Men of Distinction

News & Features

Mary Brennan

Posted on

Photo: Sasha Vaughan

The merest glance confirms it: Les Ballets Trockadero de Monte Carlo (to give the Trocks their full appellation) are a very rare breed, indeed. Because not many men can carry off a tutu and pointe shoes with style when standing still, let alone fulfill the promise of that costume with a brisk whisk of fouettées or a classic arabesque.

Good looking – hair and make up is a stirring hommage to the Russian Ballet school of slap, with its motto ‘more is always more: less is never enough.’ So refined. Even when (to the delight of audiences worldwide) the Trocks slip into spoofery – and it looks like those slips are clutzy accidents – what you see is split second comic timing that’s become second nature after hours, days, weeks in the studio. But then, in the bat of a (false) eyelash, those same ballerinas channel the other tradition that underpins everything they do: they honour the technique that Vaganova, Pavlova and Ulanova made the stuff of dancing legend, a technique charged with the artistic aesthetics of Russia’s Imperial Ballet in its glory days at the turn and pirouette of the 20th century. Modern female ballerinas do, of course, follow in those exquisitely arched and elegant footsteps. They dance the evergreen classics – Les Sylphides, Swan Lake Act II, the Black Swan pas de deux – that are integral to the Trocks raison d’être. But even the most accomplished leading ladies in well resourced ballet companies rarely set pointe shoe in the neglected historic works that are kept vigorously alive in the Trocks’ repertoire. Works like Walpurgis Night, one of the fruitiest gems from the Bolshoi back catalogue, cue nymphs and fauns, maidens in diaphanous draperies, an ardent Bacchante and the god of the grape himself – all cavorting to music by Gounod in recreated choreography that affectionately references the original ballet by Leonid Lavrovsky.
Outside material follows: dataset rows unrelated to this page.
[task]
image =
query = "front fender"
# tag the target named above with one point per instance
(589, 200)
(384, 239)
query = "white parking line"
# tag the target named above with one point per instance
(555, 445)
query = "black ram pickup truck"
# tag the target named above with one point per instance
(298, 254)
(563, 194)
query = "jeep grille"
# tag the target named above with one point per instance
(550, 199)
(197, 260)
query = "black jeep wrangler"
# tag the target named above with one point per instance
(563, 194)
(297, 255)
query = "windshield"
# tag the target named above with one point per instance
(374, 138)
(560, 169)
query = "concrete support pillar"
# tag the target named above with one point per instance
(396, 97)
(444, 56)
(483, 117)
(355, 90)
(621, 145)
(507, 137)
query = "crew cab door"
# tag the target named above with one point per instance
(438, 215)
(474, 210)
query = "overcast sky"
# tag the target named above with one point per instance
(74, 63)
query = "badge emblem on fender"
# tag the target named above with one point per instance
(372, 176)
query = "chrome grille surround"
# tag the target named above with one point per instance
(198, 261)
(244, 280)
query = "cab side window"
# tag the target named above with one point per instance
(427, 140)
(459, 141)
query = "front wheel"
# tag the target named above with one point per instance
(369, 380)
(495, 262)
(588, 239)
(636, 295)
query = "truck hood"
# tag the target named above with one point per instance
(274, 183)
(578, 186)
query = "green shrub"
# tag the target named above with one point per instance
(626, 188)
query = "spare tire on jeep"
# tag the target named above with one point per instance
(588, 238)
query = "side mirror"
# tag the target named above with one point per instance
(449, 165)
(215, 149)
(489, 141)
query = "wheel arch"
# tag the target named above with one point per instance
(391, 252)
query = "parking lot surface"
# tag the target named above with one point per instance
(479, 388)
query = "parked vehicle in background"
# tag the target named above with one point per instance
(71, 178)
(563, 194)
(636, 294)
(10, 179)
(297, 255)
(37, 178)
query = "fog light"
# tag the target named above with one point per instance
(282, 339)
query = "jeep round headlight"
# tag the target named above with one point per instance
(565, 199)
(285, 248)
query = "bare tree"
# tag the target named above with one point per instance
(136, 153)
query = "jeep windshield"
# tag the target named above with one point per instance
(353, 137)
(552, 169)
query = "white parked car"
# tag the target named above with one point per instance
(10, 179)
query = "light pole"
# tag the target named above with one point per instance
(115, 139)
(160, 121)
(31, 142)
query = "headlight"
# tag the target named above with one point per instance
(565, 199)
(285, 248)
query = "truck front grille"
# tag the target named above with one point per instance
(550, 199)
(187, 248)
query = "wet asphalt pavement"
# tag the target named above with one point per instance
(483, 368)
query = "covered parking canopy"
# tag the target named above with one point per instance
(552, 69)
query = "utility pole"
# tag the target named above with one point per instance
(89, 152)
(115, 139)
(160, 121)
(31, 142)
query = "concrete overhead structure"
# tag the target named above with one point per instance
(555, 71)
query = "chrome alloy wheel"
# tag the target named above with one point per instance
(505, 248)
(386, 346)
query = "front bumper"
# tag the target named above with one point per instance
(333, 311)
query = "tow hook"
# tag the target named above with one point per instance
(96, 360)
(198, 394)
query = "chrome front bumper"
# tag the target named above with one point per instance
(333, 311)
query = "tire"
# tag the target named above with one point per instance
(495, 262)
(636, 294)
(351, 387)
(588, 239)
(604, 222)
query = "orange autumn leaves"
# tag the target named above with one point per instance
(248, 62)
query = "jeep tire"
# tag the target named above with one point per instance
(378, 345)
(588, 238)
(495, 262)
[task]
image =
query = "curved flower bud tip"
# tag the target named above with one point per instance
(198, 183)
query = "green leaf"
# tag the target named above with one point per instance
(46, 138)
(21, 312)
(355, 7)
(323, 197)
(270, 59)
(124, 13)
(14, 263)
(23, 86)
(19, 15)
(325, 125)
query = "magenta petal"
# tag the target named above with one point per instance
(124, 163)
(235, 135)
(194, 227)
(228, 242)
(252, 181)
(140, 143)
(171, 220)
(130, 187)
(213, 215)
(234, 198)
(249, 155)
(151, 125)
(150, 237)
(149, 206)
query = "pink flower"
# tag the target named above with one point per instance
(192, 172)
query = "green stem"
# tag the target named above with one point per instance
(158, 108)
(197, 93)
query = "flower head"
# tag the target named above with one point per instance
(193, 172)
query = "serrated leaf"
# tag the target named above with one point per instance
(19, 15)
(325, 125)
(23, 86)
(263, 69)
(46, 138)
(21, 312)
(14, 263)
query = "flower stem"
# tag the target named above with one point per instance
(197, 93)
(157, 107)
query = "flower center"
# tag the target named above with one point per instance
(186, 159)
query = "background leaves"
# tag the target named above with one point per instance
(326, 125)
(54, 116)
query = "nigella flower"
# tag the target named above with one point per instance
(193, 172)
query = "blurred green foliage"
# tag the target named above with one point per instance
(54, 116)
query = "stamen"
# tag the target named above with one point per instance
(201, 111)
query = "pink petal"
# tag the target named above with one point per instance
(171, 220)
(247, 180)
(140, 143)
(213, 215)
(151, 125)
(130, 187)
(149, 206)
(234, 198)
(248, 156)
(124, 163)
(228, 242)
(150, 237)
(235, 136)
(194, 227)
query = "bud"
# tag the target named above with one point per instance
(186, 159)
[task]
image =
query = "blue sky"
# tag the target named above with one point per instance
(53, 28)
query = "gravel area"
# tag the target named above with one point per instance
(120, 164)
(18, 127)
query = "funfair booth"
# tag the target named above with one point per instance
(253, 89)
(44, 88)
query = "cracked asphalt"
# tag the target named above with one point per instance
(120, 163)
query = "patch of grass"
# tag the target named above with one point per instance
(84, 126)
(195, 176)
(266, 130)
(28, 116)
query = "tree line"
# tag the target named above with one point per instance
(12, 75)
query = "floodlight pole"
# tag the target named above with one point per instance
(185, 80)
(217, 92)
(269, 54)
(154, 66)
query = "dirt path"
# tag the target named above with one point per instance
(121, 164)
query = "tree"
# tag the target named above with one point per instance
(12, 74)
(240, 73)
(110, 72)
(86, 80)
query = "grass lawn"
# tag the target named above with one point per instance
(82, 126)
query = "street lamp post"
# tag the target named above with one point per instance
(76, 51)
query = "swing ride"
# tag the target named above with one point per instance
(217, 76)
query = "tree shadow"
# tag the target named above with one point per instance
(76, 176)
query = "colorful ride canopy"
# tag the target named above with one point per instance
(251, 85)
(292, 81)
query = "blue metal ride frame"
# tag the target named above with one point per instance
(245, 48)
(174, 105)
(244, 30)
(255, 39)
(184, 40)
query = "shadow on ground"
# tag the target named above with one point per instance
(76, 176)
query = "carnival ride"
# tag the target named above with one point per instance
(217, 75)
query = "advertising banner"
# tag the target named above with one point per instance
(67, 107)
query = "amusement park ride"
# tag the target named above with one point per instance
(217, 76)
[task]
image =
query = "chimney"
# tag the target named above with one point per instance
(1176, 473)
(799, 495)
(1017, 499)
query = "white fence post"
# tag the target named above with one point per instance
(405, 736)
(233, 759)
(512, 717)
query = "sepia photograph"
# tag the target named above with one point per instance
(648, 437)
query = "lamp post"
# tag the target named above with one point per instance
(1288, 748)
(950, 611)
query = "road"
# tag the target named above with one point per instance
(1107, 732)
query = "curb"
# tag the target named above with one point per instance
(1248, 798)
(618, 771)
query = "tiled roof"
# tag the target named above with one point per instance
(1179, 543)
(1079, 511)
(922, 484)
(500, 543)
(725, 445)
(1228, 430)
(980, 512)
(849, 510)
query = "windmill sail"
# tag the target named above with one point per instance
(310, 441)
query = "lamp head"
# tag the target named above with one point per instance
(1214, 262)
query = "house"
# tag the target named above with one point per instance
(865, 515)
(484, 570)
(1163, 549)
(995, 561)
Yes, like a lot of what the Trocks do with such pleasing flair, Walpurgis Night is archly camp. But that was – is – a part of the escapist fantasy that charmed the Bolshoi audiences and still entertains and amuses us today. However if you ask Tory Dobrin, a former Trock ballerina who is now the company’s artistic director, why Walpurgis Night is worth the effort that everyone has put into it, he’ll talk with a deep felt urgency about the need to connect today’s dancers (and audiences) with the heritage that exists beyond a few familiar 19th century ballets. In a way, he’s pinpointing why the Trocks have a very special place in the dance scene.
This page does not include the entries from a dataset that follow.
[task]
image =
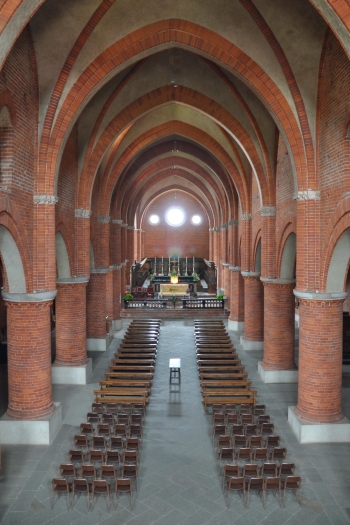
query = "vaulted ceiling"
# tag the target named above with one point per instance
(179, 94)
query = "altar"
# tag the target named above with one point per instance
(173, 289)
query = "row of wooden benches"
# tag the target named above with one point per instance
(222, 376)
(130, 375)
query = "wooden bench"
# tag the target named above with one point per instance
(215, 383)
(125, 383)
(133, 400)
(221, 369)
(132, 362)
(223, 376)
(135, 368)
(218, 362)
(215, 350)
(238, 397)
(135, 344)
(130, 375)
(217, 355)
(138, 350)
(135, 355)
(121, 392)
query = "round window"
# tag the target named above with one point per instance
(175, 216)
(154, 219)
(196, 219)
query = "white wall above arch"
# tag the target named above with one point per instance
(62, 258)
(339, 263)
(288, 257)
(12, 261)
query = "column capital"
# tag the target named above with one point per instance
(321, 297)
(268, 211)
(267, 280)
(308, 195)
(80, 213)
(34, 297)
(45, 199)
(98, 270)
(73, 280)
(251, 275)
(105, 219)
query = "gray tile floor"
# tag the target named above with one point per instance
(179, 481)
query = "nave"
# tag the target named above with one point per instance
(179, 480)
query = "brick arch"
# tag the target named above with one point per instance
(159, 167)
(339, 222)
(11, 220)
(157, 98)
(7, 100)
(258, 238)
(161, 176)
(64, 231)
(183, 129)
(289, 228)
(171, 188)
(194, 37)
(153, 152)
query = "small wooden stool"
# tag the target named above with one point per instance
(175, 369)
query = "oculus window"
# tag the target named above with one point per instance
(196, 220)
(175, 216)
(154, 219)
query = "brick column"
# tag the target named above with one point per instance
(29, 355)
(71, 322)
(320, 360)
(117, 300)
(96, 310)
(253, 338)
(236, 319)
(278, 365)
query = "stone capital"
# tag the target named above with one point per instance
(309, 195)
(73, 280)
(80, 213)
(33, 297)
(45, 199)
(268, 211)
(105, 219)
(245, 217)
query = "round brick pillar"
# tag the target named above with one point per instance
(71, 323)
(279, 331)
(320, 360)
(253, 308)
(236, 299)
(29, 358)
(96, 304)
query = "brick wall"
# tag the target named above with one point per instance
(333, 117)
(18, 90)
(187, 240)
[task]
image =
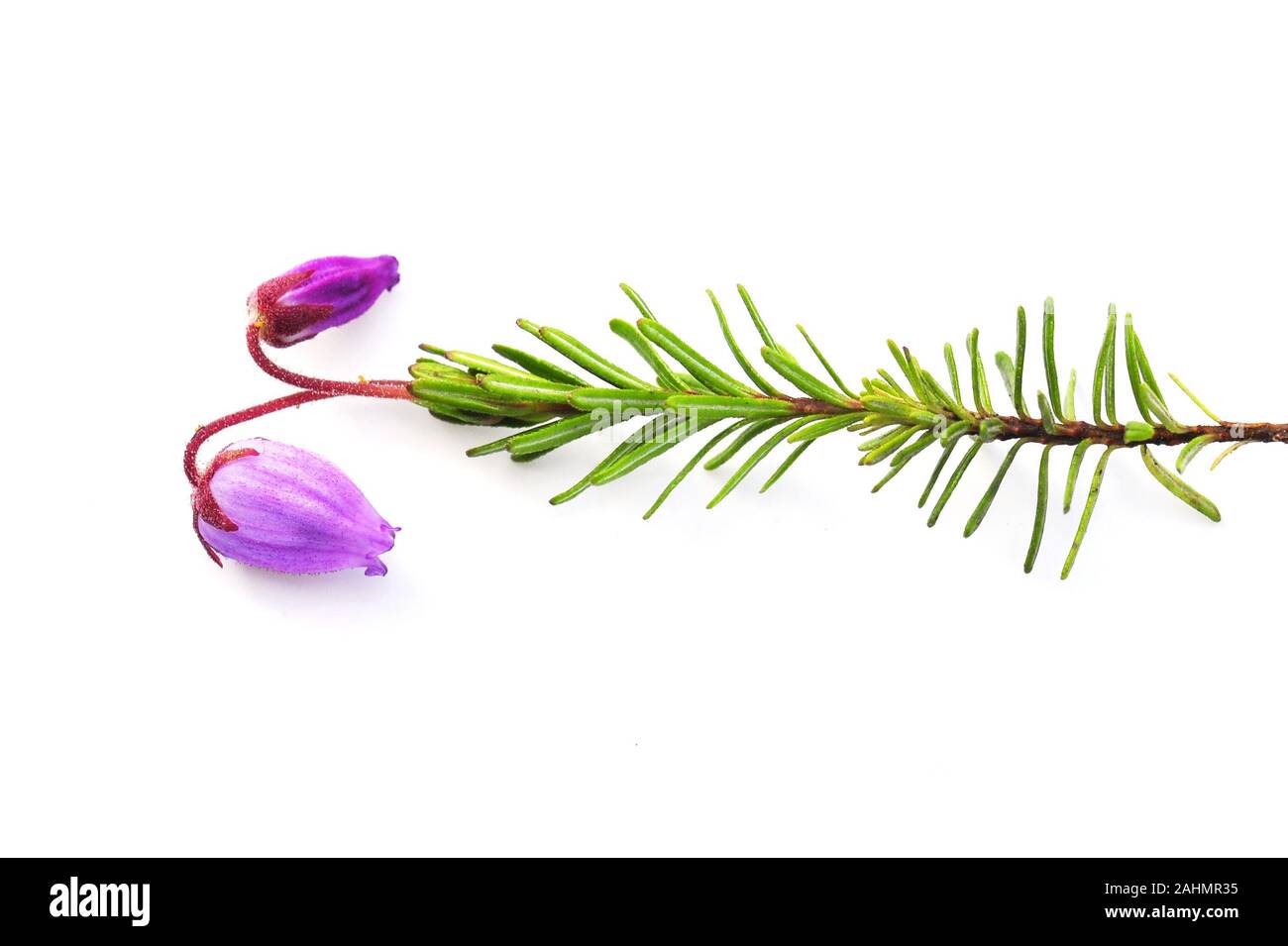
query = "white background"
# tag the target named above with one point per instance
(805, 672)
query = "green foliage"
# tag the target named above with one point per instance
(787, 404)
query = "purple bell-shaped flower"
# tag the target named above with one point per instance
(278, 507)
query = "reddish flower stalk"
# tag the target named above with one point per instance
(361, 389)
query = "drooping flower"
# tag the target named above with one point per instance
(283, 508)
(318, 295)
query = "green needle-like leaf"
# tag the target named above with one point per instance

For even as the en travesti parodies they first aired in a New York loft in 1974 merrily broaden out the appeal of ballet to anyone with a sense of humour, the subtlety and virtuosity they bring to technically challenging choreography – and Walpurgis Night, for all its frolics and flouncing is fiendishly testing – conjure a true celebration of the art form in all its abiding splendour. And guess what?
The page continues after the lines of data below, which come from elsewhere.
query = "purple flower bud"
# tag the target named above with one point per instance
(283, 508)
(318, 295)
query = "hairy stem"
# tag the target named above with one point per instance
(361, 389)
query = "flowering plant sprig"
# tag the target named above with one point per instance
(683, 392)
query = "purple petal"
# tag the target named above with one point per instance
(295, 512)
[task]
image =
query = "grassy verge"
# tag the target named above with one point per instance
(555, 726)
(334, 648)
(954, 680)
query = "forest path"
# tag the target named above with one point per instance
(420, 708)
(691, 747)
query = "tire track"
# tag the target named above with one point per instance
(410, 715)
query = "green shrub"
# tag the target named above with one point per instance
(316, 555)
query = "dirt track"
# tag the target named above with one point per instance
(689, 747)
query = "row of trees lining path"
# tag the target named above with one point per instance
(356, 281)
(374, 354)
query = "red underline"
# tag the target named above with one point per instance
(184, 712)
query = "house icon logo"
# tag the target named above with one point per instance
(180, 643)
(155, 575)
Once you’ve seen the likes of Lariska Dumbchenko, Olga Supphozova, Yakaterina Verbosovich – or indeed, the inimitable Ida Nevasayneva – encompass masculine strength, feminine grace, expressive delicacy and broadstroke comedy all in one personna, you may well wish that all prima ballerinas were similarly endowed. So, let me get right to the point: if, like these guys, you have the will and the ability to rise to the heights long associated with female ballerinas then there is no big gender divide, only great dance. Dance that is fun, fun, fun. Dance that gives us all a really good time. Dance that makes thousands and thousands of happy fans across the globe look forward to those theatre nights when they can spend a little time with the Trocks.